Together with a new firmware the uploading program including also. Note, that this program is not necessary. The firmware can be updated with CF-card. Under Windows connected through USB camera is visible as "Removable Device". In a rood directory of this disk it is necessary to create "FIRMWARE" directory and copy there a file "FIRMWARE.BIN" which has new camera firmware. After switching camera in an operational mode (i.e. turn off, disconnect USB cable, turn on) camera goes to a firmware update mode. It shows the current firmware version, the new firmware version and offers to update a firmware. In my camera I replace a firmware thus.

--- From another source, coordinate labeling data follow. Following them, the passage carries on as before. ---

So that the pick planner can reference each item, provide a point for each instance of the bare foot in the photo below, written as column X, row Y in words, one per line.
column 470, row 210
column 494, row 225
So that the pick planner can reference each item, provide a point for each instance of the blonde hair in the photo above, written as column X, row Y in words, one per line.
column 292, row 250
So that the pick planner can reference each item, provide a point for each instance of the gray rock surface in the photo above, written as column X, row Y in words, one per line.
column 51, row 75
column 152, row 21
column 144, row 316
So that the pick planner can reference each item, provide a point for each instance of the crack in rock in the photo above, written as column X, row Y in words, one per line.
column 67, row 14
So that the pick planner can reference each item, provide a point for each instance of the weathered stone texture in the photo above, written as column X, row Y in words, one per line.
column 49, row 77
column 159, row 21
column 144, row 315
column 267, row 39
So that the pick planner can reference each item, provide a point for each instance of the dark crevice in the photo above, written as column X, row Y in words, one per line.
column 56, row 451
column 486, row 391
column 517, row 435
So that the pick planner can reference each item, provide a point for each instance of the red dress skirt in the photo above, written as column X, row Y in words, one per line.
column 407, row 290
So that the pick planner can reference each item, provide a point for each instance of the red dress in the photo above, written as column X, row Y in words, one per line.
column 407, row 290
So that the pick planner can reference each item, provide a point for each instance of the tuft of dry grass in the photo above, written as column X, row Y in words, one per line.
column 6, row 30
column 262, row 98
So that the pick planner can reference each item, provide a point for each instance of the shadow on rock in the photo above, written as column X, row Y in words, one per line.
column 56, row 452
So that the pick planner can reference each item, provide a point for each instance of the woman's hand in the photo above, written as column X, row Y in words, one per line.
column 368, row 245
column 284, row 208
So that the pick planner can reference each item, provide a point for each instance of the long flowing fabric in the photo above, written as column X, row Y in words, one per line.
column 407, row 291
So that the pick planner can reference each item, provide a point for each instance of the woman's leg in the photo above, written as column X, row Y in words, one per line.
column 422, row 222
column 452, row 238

So, a special update program is not necessary, but it is present and it is capable to communicate with camera through USB. We can watch as this occurs.

Protocol of data exchange between PC and DSC via
IOCTL_SCSI_PASS_THROUGH_DIRECT

Connection between PC and digital camera carries out by standard serial protocol from Sierra Imaging, in detail described here. The commands begin with codes 1B 43, the camera answer code is 06. Some examples of messages and their decoding:

Query of a charge level of battery
1B 43 02 00 01 10 11 00
1B the message is command
43 always follows for 0x1B
0002 the length of command
01 the command of reading from 32-bit register
10 the number of the register
0011 the check sum (the sum of all bytes: 01+10=0011)

Query of the firmware version
1B 43 02 00 04 1A 1E 00
1B the message is command
43 always follows for 0x1B
0002 the length of command
04 the command of reading from variable length register
1A the number of the register
001E the check sum (the sum of all bytes: 04+1A=001E)

However this simple protocol is realized through calls IOCTL_SCSI_PASS_THROUGH_DIRECT, that a little it complicates. For the beginning we review inquiry of the manufacturer and the type of the device (SCSIOP_INQUIRY). Many devices are capable to answer on this inquiry: HDD, CompactFlash card connected through the PC card adapter, digital camera connected through USB and so on.

 Query and responce:
 2C 00 00 00 01 00 0C 18 01 00 00 00 24 00 00 00 : ,...........$...
 0C 00 00 00 40 FA 12 00 30 00 00 00 12 00 00 00 : ....@...0.......
 24 00 00 00 00 00 00 00 00 00 00 00 00 00 00 00 : $...............
 00 00 00 00 00 00 00 00 00 00 00 00 00 00 00 00 : ................
 00 00 00 00 00 00 00 00 00 00 00 00 00 00 00 00 : ................
 >> return OK
 0012FA40:
 00 80 02 02 1F 00 00 00 4E 49 4B 4F 4E 20 20 20 : ........NIKON...
 4E 49 4B 4F 4E 20 44 53 43 20 45 32 35 30 30 20 : NIKON.DSC.E2500.
 31 2E 30 30                                     : 1.00

Actually the inquiry is structure SCSI_PASS_THROUGH_DIRECT, described in "ntddscsi.h" from NT DDK, it is necessary to pay attention to fields alignment. So fields DataIn and DataTransferLength in structure are beside but in fact field DataTransferLength is distant from DataIn on the three bytes and begins with following position, divisible by four.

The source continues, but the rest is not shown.